Eid Ul Azha is just around the corner and once again the moo’s and meh’s are to be heard from every corner of Dhaka city. Parades of men with cows of different shapes and sizes would walk the streets flaunting their purchase eagerly waiting for passersby to ask that desired question. Besides asking ‘what’s it’s price?’, it’s time we ask ‘What are it’s rights?’

Animals have rights. As soon as we hear it, most of us would be like ‘Ensure basic human rights first!’ and laugh it off. In a third world country, advocating the rights of those who won’t pay you for doing so is considered a luxurious ambition. Hence, expecting a cow or a goat to be treated like living things is a far cry in this country.

In Bangladesh, despite having faith in religion, our actions defeat the sole purpose of this religious event that comes once a year.

Every year at the time of Eid Ul Azha, there is a huge demand of cows in the cattle markets. To meet the needs, they are imported from the neighbouring country India while some arrive in Bangladesh through illegal means.

Cattle Smuggling is rampant in the India Bangladesh border. Everyday almost 300-500 cows are smuggled over the border through inhuman and degrading ways. Most of them are tied with ropes and hurled from narrow exits within the border. As a result many cows die in transit, mostly out of suffocation. And the Law enforcers only find the smuggling illegal.

In the religion of Islam, It is forbidden to treat an animal cruelly or to kill it except as needed for food (also known as Zabiha). Zabiha is the prescribed rule for slaughter in Islamic law. The rule ensures minimum suffering to animals while slaughtering them for food. Among the many, two of them suggests

1. Usage of sharp knife so that it is done swiftly, not allowing the animal to feel any pain
2. Cutting the throat, windpipe and blood vessels keeping the spinal cord intact.
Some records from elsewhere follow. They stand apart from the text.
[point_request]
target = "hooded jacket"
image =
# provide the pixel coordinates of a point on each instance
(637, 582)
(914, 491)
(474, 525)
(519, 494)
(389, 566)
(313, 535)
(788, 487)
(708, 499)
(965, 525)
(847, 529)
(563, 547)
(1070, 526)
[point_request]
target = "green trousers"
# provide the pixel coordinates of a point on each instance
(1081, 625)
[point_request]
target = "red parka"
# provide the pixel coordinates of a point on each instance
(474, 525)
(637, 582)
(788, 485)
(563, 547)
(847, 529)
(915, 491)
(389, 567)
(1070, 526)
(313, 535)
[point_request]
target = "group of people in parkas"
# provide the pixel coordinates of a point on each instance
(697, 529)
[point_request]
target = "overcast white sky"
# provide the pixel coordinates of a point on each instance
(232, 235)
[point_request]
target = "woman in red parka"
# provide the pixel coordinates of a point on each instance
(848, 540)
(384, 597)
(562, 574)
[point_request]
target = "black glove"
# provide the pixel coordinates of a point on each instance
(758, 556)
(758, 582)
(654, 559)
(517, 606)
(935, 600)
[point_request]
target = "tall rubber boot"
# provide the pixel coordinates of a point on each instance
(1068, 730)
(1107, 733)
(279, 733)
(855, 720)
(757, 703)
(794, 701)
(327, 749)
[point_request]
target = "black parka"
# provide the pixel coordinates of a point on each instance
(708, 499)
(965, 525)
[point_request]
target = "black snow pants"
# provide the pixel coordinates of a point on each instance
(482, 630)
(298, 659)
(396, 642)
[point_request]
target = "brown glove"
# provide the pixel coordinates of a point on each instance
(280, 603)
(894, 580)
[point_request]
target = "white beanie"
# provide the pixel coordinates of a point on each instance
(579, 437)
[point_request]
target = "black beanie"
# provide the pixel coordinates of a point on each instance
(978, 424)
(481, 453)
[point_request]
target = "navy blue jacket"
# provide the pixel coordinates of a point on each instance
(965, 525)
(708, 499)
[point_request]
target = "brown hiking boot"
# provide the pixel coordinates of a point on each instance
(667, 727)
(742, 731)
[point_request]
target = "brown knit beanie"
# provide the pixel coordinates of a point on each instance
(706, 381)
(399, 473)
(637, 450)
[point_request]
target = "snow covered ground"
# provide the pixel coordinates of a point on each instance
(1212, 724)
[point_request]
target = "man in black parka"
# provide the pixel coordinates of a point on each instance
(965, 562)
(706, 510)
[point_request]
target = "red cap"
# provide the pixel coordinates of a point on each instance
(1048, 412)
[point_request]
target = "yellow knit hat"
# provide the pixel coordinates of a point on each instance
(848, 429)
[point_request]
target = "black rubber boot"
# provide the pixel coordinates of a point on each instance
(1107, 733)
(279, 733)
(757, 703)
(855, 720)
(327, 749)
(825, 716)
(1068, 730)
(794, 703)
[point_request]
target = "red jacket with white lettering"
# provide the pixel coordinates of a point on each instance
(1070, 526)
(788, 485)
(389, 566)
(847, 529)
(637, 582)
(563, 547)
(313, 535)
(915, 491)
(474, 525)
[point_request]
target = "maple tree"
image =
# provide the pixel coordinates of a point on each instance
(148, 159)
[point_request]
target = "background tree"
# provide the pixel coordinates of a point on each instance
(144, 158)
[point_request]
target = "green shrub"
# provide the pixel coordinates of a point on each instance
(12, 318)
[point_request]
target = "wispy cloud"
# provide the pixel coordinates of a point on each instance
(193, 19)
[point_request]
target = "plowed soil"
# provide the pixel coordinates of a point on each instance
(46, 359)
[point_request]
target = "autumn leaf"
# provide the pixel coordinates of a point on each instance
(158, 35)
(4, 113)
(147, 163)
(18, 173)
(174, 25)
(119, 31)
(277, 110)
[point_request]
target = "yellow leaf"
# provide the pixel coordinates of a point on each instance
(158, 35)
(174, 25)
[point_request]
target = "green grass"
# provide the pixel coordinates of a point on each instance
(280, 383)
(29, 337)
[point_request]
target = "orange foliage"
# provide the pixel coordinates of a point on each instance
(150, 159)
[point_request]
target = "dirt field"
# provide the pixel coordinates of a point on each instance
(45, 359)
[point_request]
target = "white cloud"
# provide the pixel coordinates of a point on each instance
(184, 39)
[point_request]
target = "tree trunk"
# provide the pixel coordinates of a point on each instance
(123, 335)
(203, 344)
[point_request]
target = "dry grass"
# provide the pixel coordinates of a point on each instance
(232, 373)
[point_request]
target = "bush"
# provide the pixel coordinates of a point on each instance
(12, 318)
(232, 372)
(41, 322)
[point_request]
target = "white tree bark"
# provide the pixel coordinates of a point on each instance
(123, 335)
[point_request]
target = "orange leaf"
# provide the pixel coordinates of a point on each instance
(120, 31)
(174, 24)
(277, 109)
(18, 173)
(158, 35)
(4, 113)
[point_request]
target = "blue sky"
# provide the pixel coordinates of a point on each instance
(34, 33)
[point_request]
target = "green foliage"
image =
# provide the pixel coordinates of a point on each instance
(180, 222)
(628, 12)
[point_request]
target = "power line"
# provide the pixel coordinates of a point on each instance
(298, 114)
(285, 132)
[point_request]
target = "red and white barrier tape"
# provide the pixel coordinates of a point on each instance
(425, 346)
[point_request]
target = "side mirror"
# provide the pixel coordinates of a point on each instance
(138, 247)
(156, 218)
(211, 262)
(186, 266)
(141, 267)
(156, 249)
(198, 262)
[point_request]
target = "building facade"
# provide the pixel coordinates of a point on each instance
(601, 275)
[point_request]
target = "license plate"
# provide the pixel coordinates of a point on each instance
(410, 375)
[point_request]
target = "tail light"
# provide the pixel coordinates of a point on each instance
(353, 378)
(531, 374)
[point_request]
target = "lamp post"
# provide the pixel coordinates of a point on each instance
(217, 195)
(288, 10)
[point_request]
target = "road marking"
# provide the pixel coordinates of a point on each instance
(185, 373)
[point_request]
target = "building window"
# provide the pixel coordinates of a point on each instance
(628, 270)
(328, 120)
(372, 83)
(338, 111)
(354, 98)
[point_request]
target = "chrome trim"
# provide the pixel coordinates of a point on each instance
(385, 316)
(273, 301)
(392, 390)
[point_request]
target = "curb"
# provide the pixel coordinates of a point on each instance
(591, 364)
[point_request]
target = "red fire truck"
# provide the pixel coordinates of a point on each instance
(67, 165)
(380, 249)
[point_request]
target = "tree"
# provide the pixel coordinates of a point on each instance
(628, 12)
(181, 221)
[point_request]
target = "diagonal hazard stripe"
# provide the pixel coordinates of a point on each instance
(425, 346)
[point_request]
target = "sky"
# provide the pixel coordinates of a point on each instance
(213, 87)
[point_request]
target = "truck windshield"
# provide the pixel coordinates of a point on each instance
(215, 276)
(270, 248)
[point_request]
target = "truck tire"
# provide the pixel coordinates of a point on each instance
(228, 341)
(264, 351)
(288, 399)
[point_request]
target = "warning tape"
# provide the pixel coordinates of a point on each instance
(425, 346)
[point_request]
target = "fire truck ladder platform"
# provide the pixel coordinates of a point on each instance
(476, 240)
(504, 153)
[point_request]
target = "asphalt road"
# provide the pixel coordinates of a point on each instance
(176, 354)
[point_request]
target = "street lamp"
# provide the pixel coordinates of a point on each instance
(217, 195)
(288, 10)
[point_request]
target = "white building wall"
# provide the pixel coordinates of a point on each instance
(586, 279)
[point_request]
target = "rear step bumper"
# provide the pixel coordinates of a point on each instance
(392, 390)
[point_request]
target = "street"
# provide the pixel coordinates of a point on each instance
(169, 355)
This is also done to to minimize the pain.

Islamic Law clearly recognises animal rights as it is an obligation for all Muslims to be kind to animals. Even while handling a cow which is about to be sacrificed, Islamic law tells you to be merciful and try to make it easy for them. But in reality it is hardly practised.

Cows arrive in Bangladesh bruised, suffocated and punctured by the barbed border fence. They get crammed in trucks and sent all the way to Dhaka. Some of them get sick on the long journey while many die due to the congested space. Even after they make it to a purchaser’s house, they get tied up for hours before finally being slaughtered. They die writhing in pain for the slaughtering not done properly. In times where religious duties are forgotten, the only driving force is law.

It is the fear of sanction that has the power to instill the idea of animal rights in us. The only law that talks about animal rights in Bangladesh THE CRUELTY TO ANIMALS ACT, 1920 imposes a 100 taka fine or an imprisonment of 3 months or both to anyone torturing an animal.

Section 4 of the Act states that If any person-

(a) overdrives, cruelty or unnecessarily beats, or otherwise ill-treats any animal, or

(b) binds, keeps or carries any animal in such a manner or position as to subject the animal to unnecessary pain or suffering, or

(c) offers, exposes or has in his possession for sale any live animal which is suffering pain by reason of mutilation, starvation, thirst, overcrowding or other ill-treatment, or any dead animal which he has reason to believe to have been killed in an unnecessarily cruel manner,

he shall be punished for every such offence with fine which may extend to one hundred Taka , or with imprisonment for a term which may extend to three months, or with both.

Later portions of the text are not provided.